Report: biometric information vulnerable to thieves

Plans for biometric identity cards and a national ID database will play into the hands of Mafia bosses, MPs have been warned.

Crime bosses would get hold of a person's unique fingerprint data and capture his or her identity forever, said Ross Anderson, professor of security engineering at Cambridge University.

In evidence quoted by a new Commons report, he says: "There is a fundamental security engineering problem with biometrics as opposed to the cryptographic keys in your chip and pin card.

Once your biometrics become compromised, you cannot revoke them. It is not practical to do eye or finger transplants.

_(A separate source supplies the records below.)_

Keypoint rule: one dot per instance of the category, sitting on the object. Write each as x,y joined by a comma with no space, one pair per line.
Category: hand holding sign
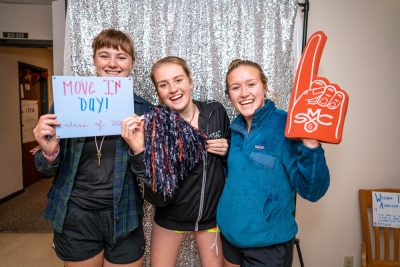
317,107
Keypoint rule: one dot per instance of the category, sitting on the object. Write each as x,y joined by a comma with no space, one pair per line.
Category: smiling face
246,90
112,62
173,86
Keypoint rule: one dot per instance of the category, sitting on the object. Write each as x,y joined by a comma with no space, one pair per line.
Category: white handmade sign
91,106
386,209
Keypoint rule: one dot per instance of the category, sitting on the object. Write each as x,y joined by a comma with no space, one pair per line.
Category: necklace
98,148
194,113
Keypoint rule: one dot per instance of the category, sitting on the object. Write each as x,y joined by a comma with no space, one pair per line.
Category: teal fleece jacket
265,170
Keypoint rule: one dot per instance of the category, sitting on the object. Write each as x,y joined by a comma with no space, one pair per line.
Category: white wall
10,141
362,55
58,14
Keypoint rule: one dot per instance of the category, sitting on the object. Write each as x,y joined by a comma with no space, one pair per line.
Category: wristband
51,157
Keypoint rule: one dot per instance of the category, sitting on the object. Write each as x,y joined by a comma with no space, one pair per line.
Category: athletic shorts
279,255
86,233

Once you start using biometrics on a very wide scale, for all sorts of everyday transactions, the Mafia will also have your biometrics. You do not know which shops are owned by the Mafia but if you end up having to put your fingerprint on the glass every time that you buy a can of Coke, sooner or later the Mafia will have the biometrics of millions of people.' The powerful Commons' Home Affairs Committee called on the Home Office to prepare 'contingency plans to be implemented in the event of a loss or theft of biometric information from its databases"

ID cards for British citizens will be introduced from next year. They will be voluntary until the next Election, after which the Commons will vote on making them compulsory. But David Cameron would scrap the project if he becomes Prime Minister. A Home Office spokeswoman said: 'Biometric information will be encrypted from the moment a person is enrolled right through to the National Identity Register.

"Once on the register, they will be protected by the physical and technical controls that are in place.

The biometrics store will be held at a very high security level as we understand the importance and risks around unauthorised exposure of biometrics."